Carbapenems may be considered as the last line of safe therapeutic alternatives in many infections; however, carbapenem resistance is on the rise, both in NFGNB and in the members of the Enterobacterales order [11,16,32,33]. While in the latter group, Car-R is predominantly caused by the acquisition of plasmid-encoded carbapenemases, in NFGNB (including Pseudomonas spp.), there are several possible resistance mechanisms at play, including degrading enzymes, modifications in the transpeptidases, porin deletion and the overexpression of efflux transporters [2,3,4,10,12,14,19,34]. In addition, Pseudomonas species are members of the “SPACE” (Serratia spp., Pseudomonas spp., Acinetobacter spp., Citrobacter spp., Enterobacter spp.) organisms, characterized by inducible AmpC-based resistance [20,35]. Although the overlap between these resistance mechanisms may be significant, cases of Car-R/Ceph-S may be identified where the use of cephalosporins instead of colistin may be warranted [36]. Colistin is currently considered a last-resort, life-saving antibiotic for resistant Gram-negative infections [37]. Irrespective of its disadvantagous adverse effects and difficult dosing, based on pharmaco-epidemiological studies, the use of this agent is on the rise [38]. Nevertheless, its increased use will undeniably lead to increased resistance levels to this drug, as this phenomenon has been demonstrated for many other anti-pseudomonal antibiotics [39]. Car-R/Ceph-S isolates present an opportunity for microbiological/diagnostic stewardship, and a viable target for colistin-sparing stewardship interventions [40]. Although colistin resistance in P. aeruginosa is still relatively rare (especially in countries limiting the use of this agent), nevertheless, a steady increase in the resistance levels for colistin may be expected in the coming years [41]. Similar to the findings of other reports [14,18,19], resistance levels to other antibiotics were also pronounced, with ~60% resistance to fluoroquinolones and gentamicin.

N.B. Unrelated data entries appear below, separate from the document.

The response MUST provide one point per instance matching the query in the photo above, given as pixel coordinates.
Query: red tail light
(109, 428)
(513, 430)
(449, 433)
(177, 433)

Limitations of the present study include the lack of molecular biological methods used to further characterize resistance determinants in the detected isolates, e.g., for the detection of various bla genes (blaNDM, blaKPC, blaOXA-48, and blaVIM, among others), and the detection of the overexpression of efflux pump genes (mexAB, mexCD, mexXY) or the reduced expression of the oprD porin compared to a housekeeping gene [14]. The prevalence of metallo-β-lactamase enzymes in Car-R P. aeruginosa isolates may be wide-ranging, based on literature findings (2%–100%) [42]. However, the hypothesis of Khalili et al. states that the occurrence of Car-R/Ceph-S isolates is due to the absence of carbapenemases, leading to the susceptible phenotype for ceftazidime and cefepime [14]. This may point to the relevance of OprD porin mutation as a substantial mechanism of resistance solely for carbapenems [15]. Although there are only a few studies available, the proportion of strains with reduced OprD expression or lack of OprD was very high (100% [19]; 100% [30]; 93.85% [15]; >90% [29]; 78.26% [14], and 41.38% [18], respectively). The role of OprD mutation in carbapenem resistance has been highlighted in repeated exposure to carbapenems [14,15,43]. In addition, this study was limited to isolates from UTI infections, while other studies included P. aeruginosa isolates from various clinical samples. Nevertheless, the present report is still relevant.
3. Materials and Methods
3.1. Study Design and Data Collection
The present study was carried out using isolates and collected data, corresponding to the time period between January 1, 2008 and December 31, 2017, at the Institute of Clinical Microbiology, University of Szeged (Szeged, Hungary). The Institute serves as the dedicated microbiology laboratory of the Albert Szent-Györgyi Clinical Center, which is a 1820-bed primary- and tertiary-care teaching hospital, affiliated with the University of Szeged [44]. Data collection was performed electronically by searching the records of the laboratory information system (LIS) for urine samples positive for P. aeruginosa, based on the criteria below.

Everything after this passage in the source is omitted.